Mississippi Valley Tours

Burlington offered Chicago residents three one- and two-day tours every weekend during the summer of 1964. One tour went 239 miles up the Mississippi River on the Twin Zephyrs to Prairie du Chien, where passengers had about 6-1/2 hours to enjoy various parks and museums highlighted by a boat tour through Spook Cave, the “longest subterranean water tour in America.” This cost $16.35 (nearly $100 today), including transportation, lunch, dinner, and various park entry fees.


Click image to download a 4.0-MB PDF of this brochure.

A second one-day tour went just 184 miles to East Dubuque, allowing passengers more than eight hours to enjoy a paddle-wheel cruise and various parks and historic sites. This tour cost just $12.90 (about $75 today), including transportation, a bus tour, the boat cruise, lunch, and dinner.

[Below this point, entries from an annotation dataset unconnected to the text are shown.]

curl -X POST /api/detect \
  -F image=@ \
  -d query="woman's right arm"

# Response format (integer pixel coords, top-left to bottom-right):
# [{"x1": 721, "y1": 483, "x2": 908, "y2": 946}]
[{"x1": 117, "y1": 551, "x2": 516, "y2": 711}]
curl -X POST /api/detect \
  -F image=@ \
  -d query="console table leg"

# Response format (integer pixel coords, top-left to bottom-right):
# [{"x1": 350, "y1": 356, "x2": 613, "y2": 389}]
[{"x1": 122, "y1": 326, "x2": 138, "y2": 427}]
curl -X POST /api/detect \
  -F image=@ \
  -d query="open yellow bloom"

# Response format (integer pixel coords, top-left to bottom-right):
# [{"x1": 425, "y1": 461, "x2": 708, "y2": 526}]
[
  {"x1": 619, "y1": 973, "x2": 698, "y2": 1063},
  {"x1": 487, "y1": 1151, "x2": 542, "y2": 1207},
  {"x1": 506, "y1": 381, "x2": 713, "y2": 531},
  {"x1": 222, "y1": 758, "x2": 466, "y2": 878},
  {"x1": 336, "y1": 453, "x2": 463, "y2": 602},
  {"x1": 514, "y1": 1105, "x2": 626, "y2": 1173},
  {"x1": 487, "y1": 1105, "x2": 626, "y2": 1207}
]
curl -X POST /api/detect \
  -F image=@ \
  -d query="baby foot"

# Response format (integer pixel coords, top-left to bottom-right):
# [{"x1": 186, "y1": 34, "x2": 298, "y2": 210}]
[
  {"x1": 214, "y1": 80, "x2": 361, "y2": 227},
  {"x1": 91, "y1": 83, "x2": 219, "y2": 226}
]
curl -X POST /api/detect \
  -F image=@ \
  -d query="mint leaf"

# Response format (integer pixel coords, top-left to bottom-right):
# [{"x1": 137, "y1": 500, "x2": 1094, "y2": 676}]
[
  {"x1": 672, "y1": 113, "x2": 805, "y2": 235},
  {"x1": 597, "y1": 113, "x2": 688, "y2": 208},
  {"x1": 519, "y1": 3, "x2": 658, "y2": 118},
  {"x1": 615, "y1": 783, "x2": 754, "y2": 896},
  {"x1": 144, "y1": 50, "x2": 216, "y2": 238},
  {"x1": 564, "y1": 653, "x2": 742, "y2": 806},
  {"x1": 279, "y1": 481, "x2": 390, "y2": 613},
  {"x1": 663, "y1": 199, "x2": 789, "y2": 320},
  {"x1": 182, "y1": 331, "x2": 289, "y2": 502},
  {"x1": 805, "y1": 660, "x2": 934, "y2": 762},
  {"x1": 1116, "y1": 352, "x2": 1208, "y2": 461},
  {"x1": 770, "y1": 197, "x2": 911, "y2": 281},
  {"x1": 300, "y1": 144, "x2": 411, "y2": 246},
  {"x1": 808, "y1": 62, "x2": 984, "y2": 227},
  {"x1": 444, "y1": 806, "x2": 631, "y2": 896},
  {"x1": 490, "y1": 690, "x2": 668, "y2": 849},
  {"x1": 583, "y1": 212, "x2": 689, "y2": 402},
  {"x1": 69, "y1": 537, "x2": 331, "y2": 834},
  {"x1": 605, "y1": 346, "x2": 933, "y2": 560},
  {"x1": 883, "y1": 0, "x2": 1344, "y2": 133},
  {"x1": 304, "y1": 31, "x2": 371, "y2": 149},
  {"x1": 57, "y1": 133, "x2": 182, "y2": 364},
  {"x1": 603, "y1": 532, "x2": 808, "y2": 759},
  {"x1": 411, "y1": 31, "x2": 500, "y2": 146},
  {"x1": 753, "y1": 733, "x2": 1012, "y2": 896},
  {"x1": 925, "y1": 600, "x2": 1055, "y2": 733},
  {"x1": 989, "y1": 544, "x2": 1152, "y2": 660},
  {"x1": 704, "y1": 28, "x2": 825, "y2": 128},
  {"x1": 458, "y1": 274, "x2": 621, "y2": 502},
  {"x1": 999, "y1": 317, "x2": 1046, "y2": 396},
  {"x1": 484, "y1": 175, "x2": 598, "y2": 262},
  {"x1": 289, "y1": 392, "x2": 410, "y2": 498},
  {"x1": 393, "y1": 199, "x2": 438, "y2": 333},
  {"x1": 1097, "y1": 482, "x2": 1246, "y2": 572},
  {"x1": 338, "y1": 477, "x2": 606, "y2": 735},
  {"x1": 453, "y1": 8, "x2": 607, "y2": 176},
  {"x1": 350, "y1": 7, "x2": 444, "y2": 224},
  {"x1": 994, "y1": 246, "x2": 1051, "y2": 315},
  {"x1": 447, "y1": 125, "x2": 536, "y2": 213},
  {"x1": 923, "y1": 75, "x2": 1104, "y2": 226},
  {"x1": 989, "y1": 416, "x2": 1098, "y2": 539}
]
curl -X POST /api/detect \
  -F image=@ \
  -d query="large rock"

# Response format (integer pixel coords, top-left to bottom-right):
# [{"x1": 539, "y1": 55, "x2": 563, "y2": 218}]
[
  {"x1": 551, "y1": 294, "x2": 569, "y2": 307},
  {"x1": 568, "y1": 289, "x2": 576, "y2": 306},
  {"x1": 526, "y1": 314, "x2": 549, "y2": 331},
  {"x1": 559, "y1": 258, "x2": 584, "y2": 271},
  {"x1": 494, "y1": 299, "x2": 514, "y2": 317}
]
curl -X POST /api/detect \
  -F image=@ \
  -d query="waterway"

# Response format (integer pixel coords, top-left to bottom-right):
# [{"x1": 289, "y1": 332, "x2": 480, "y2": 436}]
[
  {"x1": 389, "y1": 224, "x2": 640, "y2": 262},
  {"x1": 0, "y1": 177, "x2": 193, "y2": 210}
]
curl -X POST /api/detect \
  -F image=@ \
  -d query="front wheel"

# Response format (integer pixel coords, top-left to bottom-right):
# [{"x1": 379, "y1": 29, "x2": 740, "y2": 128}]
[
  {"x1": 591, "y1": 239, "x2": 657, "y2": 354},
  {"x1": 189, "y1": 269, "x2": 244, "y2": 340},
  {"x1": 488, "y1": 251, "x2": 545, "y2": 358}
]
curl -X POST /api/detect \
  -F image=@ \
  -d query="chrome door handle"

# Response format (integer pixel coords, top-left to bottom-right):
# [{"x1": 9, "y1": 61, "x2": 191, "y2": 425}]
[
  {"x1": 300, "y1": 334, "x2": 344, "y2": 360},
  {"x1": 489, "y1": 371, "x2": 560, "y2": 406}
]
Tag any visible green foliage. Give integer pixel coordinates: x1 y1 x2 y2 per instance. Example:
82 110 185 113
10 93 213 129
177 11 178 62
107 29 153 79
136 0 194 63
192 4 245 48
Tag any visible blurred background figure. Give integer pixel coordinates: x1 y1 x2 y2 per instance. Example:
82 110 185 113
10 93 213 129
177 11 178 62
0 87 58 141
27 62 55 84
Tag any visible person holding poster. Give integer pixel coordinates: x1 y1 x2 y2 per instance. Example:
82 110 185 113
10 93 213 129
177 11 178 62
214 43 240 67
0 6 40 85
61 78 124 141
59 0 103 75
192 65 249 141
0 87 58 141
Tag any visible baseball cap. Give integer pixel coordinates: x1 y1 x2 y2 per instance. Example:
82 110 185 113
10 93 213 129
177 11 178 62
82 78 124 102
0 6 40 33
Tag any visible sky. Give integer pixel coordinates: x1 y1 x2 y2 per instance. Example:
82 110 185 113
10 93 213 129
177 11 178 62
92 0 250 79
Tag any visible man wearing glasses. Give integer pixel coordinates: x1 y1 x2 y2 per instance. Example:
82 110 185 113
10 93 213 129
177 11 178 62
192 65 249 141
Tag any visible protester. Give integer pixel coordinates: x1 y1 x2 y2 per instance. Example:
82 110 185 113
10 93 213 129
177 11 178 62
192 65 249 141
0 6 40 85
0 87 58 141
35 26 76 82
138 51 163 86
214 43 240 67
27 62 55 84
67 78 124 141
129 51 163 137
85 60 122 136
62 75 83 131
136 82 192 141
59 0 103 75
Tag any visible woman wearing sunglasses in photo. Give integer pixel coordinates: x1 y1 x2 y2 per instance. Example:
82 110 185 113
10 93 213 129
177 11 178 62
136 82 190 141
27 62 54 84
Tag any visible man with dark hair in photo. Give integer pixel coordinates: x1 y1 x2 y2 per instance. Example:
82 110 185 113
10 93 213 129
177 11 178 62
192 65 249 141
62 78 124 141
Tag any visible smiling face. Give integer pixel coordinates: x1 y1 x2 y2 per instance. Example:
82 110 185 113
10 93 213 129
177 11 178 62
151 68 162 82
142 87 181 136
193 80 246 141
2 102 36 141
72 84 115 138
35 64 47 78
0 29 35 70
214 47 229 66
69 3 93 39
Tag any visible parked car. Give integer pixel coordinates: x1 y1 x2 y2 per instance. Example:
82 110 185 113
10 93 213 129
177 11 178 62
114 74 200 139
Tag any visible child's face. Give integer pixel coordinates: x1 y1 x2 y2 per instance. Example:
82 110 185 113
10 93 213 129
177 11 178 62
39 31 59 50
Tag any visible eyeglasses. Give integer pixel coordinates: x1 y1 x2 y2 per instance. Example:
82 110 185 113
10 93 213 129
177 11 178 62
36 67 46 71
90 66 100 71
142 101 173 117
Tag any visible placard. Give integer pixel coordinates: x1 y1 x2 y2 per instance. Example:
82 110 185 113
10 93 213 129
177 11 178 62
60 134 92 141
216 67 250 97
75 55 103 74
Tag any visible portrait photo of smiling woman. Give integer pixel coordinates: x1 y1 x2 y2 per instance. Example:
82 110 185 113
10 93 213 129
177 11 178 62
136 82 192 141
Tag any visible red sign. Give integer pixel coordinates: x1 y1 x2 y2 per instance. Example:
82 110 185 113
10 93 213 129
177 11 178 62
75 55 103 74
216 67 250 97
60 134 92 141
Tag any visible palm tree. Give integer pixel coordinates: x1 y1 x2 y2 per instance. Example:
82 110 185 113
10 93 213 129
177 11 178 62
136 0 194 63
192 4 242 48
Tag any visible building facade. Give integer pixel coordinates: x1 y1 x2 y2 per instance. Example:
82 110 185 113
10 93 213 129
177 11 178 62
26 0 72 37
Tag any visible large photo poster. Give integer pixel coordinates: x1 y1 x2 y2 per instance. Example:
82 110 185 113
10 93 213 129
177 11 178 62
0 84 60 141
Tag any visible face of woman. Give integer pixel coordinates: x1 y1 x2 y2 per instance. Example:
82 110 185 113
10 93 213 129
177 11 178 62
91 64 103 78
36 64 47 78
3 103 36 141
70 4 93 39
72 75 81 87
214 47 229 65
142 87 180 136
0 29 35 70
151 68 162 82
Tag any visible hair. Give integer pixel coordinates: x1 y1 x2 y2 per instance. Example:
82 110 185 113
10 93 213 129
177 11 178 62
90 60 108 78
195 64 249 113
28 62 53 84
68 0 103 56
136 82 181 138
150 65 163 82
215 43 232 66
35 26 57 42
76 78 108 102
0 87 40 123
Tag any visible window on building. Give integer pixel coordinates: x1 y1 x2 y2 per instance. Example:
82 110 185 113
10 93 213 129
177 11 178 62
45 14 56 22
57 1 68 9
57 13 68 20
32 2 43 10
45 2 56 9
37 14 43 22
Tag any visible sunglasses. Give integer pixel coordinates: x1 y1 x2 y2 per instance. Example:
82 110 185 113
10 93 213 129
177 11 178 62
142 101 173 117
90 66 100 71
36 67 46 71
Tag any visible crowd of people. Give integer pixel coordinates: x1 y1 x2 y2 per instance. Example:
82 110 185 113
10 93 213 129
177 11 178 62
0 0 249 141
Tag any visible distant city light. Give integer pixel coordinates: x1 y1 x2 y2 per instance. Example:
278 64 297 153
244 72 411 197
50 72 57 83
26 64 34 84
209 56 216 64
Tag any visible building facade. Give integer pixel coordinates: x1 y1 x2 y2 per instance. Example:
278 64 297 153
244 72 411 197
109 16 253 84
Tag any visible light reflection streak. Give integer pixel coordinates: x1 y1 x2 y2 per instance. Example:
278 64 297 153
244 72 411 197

The third tour took the Nebraska Zephyr to Burlington, then a bus trip to Quincy that included a sightseeing tour of Nauvoo, which was a “Mormon settlement from 1839 to 1846.” After spending the night in Quincy, the bus tour continued to Hannibal, where passengers went on a paddle-wheel cruise, and finally returned from West Quincy to Chicago on the Kansas City Zephyr. Including all transportation, hotel in Quincy, and most meals (including lunch on the Nebraska Zephyr but apparently not dinner on the Kansas City Zephyr), the fare for this trip was $31.03 (about $180 today).


Burlington ran lots of “iron horse specials” in the early 1960s. In May, 1964, the railroad painted 4-8-4 locomotive 5632 gold to celebrate the 100th anniversary of its Chicago-Aurora line. On May 23, the locomotive pulled a train of 22 double-deck commuter cars filled with 3,500 passengers, the most ever carried in any American passenger train up to that point, and probably since then as well.

The brochure also announces, but does providing prices for, a “weekend tour of the month” each month from June through September. The June tour, for example, is an “Iron Horse Special” “behind a real steam locomotive to Savanna, Illinois, then on a Mississippi River Paddle Wheeler to Bellvue Park.”